DreamWorks' Joe Aguilar states that there's not enough talent here in LA to meet DreamWorks' needs. A scarcity of talent, he says. Not enough artists and animation professionals in Los Angeles? Gee, if that's the case, you'd think that everyone in our business is employed. That we're all so busy that we couldn't possibly take on another assignment.

Strange thing is, I know of hundreds or animation professionals who are currently UNEMPLOYED in Los Angeles...all of whom would do great work on DreamWorks features if DreamWorks would just pick up the phone and hire them.

But that hasn't happened. Instead, DreamWorks shipped the work out of the country.
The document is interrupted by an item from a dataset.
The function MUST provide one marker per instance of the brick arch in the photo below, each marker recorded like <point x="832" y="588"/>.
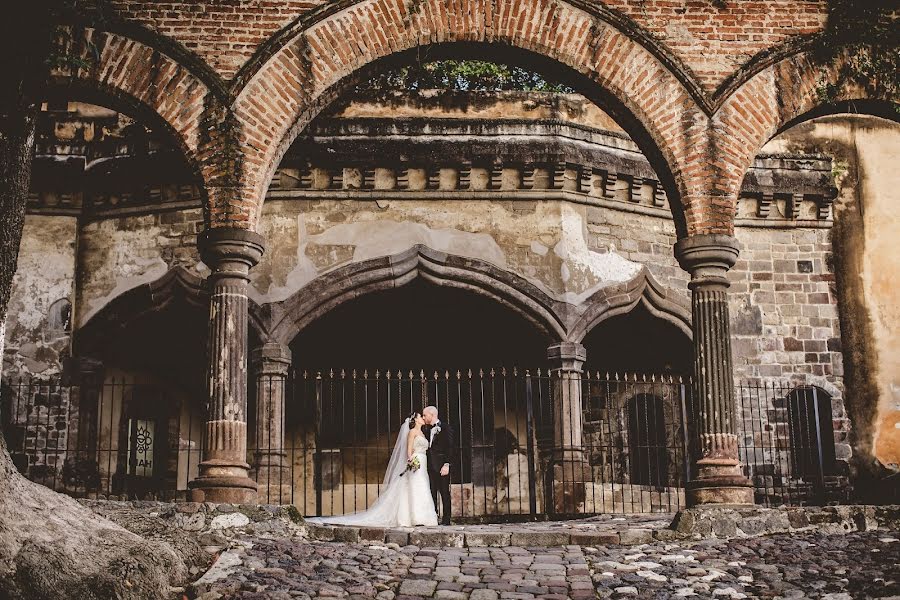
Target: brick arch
<point x="297" y="81"/>
<point x="142" y="81"/>
<point x="783" y="94"/>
This is wrong, and our union should fight to keep those jobs here.

Also, when quoting news articles, TAG should not cut out lines of copy that misrepresent our union members. We need to know what's being reported, and if it's incorrect, we need TAG to step up and demand a correction.

Our union website should not be deleting the lies spoken by Joe Aguilar about the LA animation work force -- lies that are being reported as truth by the LA Times.

Our union should fight these lies.

Richard said...

The outsourcing debate has nothing at all to do with patriotism....it has to do with the fact that sending works to underpaid artists to do a poor job only results in it coming back here to be redone. It is a waste of time and just gives US artists less time on the job.